By Sept. 3, he noted, the airlines had scaled back from two Charlotte flights a day to one.
“In mid-November, they announced permanent suspension,” he said.
American did resume flights to and from Philadelphia beginning Jan. 6. However, those flights will end March 28, leaving the airport with no commercial service.
“What is happening in Williamsport will happen elsewhere,” Williamsport/Lycoming Chamber of Commerce President Jason Fink said. “We are only the start of a trend by the airlines.”
Fink said small communities need reliable air service to remain economically viable.
Lycoming County Commissioner Rick Mirabito said rural Americans are treated like second class citizens and cutting flights to their communities is just an example.
He noted the local investments for constructing a new terminal.
“Small businesses make up the backbone of our community,” he said. “They need it (air service).”
Big companies, Mirabito said, need air service as well.
“I recognize we aren’t going back to the days of regulation,” he said. “Congress has an obligation to help rural areas.”
Little League International President Steve Keener noted the importance of air travel for his organization.
The annual World Series in August draws people from around the world for the event.
In addition, Little League employees travel to different destinations for business.
“Ten of our 90 employees fly between 50,000 and 120,000 miles annually,” he said.
He noted Little League officials frequently took flights in and out of Williamsport.
Now, they use other airports for more reliable and convenient travel.
“That’s how we travel today,” he said.
Patti Jackson-Gehris, vice president, market development, UPMC, said the health system benefits in its recruitment of physicians and other health care providers from good local air service.

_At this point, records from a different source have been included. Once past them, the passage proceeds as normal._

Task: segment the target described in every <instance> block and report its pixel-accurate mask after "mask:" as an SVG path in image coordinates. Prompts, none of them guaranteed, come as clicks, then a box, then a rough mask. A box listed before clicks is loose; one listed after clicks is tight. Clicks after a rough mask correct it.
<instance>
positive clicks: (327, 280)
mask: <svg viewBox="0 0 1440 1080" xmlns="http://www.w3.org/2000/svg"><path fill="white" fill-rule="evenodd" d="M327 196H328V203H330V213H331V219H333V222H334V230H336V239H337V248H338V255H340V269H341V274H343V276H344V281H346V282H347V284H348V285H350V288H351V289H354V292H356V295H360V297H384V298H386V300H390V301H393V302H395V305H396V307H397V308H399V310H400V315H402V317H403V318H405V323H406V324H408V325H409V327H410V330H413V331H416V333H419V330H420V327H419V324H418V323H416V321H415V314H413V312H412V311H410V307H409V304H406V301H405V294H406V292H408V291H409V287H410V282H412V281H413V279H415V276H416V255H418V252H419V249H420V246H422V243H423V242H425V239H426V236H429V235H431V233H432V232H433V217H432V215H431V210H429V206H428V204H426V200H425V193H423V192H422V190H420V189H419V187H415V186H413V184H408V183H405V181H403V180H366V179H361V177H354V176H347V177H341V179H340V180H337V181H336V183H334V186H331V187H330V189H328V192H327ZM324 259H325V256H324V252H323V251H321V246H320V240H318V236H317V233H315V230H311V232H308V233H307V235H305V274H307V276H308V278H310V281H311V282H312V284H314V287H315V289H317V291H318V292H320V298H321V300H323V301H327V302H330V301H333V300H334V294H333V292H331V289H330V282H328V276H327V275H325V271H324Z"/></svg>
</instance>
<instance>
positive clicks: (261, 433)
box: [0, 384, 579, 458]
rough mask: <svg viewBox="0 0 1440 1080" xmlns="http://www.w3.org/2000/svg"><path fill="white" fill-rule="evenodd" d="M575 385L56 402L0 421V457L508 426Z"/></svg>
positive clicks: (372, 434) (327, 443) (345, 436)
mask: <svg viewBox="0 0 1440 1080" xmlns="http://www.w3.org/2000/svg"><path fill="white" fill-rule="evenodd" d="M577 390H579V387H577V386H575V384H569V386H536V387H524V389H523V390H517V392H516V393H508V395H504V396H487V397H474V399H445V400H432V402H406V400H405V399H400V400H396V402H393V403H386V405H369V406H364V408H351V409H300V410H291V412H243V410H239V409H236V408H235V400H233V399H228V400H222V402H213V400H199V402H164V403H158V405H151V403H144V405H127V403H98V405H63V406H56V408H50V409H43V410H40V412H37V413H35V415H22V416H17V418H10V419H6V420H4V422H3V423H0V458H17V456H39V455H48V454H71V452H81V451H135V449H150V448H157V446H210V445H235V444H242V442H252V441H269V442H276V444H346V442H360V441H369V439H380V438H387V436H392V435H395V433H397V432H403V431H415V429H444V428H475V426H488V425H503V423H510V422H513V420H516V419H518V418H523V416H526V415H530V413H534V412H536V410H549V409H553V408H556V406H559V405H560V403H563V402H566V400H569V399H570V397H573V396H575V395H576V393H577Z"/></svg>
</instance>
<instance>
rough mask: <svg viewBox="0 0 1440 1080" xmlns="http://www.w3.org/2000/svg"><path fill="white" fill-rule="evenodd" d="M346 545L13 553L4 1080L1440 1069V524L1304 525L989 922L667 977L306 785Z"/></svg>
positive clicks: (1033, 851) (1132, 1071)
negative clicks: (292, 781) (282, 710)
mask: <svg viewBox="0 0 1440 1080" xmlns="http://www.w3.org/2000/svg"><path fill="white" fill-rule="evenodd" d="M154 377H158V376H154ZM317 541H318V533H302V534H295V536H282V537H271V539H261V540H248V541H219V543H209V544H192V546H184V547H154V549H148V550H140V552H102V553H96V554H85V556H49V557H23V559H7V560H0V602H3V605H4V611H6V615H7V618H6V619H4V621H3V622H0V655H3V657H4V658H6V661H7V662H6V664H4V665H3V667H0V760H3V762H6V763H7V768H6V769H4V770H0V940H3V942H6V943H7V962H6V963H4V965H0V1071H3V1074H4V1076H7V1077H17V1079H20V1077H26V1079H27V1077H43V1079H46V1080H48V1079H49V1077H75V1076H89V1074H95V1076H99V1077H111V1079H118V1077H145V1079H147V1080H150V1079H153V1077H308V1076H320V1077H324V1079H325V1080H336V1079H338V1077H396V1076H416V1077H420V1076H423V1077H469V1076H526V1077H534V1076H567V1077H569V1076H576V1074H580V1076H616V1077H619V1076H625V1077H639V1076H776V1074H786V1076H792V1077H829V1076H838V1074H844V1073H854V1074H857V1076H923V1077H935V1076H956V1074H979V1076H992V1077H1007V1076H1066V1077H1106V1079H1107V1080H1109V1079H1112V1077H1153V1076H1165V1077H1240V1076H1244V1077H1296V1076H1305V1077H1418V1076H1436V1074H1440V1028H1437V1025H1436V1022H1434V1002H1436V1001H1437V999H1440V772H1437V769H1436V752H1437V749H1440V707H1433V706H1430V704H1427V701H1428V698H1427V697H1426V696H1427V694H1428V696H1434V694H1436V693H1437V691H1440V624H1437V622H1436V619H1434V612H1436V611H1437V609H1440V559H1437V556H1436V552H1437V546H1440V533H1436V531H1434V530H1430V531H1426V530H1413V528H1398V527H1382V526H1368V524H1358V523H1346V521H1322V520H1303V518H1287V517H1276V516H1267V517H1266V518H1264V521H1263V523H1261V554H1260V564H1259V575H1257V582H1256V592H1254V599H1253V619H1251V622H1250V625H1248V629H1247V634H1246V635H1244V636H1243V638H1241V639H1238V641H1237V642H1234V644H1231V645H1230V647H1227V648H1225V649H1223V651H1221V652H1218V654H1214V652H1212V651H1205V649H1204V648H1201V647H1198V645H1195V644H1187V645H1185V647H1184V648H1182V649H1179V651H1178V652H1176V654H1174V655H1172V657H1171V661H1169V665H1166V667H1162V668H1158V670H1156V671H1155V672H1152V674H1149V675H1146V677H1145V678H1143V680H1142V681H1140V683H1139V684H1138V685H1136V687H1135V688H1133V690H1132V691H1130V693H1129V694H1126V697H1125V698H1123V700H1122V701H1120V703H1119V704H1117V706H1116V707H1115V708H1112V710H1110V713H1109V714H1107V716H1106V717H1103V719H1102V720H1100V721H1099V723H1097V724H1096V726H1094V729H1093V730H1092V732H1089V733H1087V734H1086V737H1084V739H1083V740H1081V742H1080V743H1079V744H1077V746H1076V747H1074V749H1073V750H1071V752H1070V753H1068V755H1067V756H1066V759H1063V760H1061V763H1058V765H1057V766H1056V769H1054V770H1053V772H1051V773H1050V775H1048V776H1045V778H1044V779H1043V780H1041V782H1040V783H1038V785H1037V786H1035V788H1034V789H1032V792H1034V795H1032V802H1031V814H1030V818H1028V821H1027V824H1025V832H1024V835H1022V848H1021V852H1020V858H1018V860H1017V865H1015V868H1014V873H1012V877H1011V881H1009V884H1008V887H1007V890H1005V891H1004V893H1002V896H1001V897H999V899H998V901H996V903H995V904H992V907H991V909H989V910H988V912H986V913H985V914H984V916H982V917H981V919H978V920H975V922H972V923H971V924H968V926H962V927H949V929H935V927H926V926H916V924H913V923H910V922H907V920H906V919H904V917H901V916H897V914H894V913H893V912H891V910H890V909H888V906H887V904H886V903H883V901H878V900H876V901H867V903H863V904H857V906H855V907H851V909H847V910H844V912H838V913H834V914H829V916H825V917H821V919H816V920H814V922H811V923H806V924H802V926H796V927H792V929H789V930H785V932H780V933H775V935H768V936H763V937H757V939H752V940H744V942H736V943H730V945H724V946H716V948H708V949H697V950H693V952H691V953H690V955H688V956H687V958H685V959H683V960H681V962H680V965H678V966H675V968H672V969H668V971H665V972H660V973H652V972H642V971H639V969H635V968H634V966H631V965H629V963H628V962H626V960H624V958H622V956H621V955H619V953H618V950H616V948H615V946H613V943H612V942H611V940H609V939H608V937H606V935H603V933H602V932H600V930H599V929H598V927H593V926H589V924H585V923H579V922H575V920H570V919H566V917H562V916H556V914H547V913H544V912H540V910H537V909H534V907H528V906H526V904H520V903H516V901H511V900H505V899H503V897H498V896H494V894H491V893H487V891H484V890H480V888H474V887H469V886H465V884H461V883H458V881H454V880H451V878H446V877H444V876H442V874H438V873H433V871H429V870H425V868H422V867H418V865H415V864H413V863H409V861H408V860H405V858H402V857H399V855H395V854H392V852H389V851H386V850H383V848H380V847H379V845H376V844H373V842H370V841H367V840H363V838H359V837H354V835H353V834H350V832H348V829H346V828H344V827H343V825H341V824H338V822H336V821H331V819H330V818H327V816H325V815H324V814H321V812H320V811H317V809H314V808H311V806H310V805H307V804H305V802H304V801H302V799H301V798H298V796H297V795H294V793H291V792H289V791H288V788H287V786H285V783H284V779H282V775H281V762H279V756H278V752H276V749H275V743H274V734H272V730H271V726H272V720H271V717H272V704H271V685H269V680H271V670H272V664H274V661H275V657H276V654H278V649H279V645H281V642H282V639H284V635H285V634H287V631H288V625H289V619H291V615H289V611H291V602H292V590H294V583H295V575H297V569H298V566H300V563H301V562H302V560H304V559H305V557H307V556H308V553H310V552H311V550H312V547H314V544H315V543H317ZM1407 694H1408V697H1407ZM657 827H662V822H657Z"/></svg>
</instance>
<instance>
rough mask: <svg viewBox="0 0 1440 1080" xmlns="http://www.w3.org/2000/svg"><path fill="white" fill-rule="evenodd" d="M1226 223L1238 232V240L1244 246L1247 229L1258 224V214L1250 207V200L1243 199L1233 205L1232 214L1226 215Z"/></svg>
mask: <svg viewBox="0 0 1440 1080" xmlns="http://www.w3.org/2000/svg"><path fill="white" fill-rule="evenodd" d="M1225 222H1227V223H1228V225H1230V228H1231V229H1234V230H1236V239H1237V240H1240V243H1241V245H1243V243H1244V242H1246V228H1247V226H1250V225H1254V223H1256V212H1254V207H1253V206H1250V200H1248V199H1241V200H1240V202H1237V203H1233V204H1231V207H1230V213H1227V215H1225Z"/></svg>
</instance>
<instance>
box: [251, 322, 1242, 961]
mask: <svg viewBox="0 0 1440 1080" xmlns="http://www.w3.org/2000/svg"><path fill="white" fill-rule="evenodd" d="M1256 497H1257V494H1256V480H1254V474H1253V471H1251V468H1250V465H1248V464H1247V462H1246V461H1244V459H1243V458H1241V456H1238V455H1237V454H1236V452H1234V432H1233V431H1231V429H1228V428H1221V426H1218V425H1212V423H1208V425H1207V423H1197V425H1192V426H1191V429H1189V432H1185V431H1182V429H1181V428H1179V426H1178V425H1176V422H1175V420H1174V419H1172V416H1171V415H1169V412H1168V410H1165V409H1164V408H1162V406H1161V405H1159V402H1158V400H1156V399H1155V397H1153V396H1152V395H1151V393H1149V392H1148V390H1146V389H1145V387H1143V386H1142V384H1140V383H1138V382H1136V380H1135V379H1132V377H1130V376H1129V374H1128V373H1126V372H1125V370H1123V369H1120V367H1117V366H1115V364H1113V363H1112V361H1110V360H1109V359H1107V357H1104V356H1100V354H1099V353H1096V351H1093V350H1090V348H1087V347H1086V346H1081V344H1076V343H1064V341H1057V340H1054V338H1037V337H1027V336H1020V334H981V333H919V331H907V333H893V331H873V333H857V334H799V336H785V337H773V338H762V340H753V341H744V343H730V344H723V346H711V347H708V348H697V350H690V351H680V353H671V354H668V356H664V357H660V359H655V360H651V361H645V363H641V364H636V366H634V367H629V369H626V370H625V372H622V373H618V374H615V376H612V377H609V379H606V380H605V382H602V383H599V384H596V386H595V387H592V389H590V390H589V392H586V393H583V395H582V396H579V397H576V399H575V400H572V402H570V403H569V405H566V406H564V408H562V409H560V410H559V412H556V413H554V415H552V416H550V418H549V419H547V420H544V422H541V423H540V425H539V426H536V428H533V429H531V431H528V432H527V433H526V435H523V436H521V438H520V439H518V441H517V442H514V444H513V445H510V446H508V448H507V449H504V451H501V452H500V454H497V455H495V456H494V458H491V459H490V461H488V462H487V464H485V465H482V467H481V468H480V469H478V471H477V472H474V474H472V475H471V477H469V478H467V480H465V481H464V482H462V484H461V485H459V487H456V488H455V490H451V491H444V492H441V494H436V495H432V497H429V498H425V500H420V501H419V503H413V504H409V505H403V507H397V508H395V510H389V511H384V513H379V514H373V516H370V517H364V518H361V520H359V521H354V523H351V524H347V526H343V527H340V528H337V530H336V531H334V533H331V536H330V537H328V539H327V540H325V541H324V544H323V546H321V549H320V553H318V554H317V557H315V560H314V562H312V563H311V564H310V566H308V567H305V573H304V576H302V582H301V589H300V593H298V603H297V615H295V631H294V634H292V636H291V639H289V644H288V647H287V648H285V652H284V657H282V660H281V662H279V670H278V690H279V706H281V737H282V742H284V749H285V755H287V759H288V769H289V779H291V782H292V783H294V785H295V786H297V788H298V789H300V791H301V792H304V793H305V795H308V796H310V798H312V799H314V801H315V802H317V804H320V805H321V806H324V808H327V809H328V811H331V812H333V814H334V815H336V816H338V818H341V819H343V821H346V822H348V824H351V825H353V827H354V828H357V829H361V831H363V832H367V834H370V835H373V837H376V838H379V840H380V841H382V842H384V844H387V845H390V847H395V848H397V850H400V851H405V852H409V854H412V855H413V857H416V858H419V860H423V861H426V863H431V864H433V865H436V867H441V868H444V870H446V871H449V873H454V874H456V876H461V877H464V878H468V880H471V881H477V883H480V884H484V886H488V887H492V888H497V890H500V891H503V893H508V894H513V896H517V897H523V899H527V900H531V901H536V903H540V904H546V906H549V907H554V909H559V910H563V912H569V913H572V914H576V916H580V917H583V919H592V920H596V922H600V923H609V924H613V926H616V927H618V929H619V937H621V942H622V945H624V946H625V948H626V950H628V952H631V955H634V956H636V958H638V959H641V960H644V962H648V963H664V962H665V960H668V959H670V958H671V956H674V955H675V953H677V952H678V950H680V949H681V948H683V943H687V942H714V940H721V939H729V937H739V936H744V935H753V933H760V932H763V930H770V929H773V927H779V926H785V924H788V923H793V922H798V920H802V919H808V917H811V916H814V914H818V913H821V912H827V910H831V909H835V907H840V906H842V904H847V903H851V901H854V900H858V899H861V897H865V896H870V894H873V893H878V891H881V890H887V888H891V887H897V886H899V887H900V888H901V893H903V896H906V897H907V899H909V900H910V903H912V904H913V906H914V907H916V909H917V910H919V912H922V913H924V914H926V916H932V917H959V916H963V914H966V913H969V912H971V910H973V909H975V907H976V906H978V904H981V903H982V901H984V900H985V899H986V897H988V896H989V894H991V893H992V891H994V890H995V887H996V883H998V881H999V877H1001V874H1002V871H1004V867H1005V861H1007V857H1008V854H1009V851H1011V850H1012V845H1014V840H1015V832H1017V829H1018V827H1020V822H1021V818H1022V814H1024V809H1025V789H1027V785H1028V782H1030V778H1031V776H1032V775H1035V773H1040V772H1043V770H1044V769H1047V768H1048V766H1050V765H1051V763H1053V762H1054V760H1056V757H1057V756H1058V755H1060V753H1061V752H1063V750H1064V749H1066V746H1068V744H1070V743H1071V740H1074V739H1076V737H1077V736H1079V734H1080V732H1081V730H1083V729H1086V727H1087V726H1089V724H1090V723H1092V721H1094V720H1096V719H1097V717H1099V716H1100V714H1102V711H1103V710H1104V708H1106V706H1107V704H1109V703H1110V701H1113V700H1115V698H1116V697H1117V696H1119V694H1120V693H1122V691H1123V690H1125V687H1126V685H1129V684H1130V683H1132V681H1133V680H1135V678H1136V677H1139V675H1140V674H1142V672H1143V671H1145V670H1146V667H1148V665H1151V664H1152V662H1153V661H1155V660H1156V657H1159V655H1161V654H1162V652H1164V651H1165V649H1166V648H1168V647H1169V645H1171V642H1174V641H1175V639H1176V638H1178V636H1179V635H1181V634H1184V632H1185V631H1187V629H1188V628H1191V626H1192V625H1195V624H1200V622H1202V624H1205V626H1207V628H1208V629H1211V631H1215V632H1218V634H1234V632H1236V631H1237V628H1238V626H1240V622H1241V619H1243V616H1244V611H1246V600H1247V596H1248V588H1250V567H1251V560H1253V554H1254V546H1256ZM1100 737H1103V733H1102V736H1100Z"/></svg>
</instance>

In addition, UPMC employees often must fly to distant locales for training.
Lycoming County Commissioner Tony Mussare said, “Business owners have lost confidence because of the lack of reliability of air service.”
Brent Fish, of Fish Real Estate, said commercial air service is part of keeping the housing market and community strong.
Studies, he said, have shown increasing numbers of retirees are looking to move to suburban and rural communities.
David Heath, legislative liaison for the Aviation Council of Pennsylvania, said airports need to develop land around them for economic activity.
“Air transportation is essential for economic development,” he said. “That is why aviation needs to be a priority in all transportation discussions.”
Mike Mooney, managing partner, Volaire Consulting, noted that small communities have sustained some of the biggest hits from airline mergers, pilot shortages, and overall economic setbacks over the years.
And when COVID-19 emerged, domestic air travel experienced a large dip.
“That’s where we are … we are in the basement right now,” he said.
U.S. Rep. Fred Keller, R-Kreamer, said efforts are continuing to bring more federal dollars to support air service. In the meantime, appeals have been made to keep American Airlines in Williamsport.
“We all know COVID has posed challenges for aviation,” he said.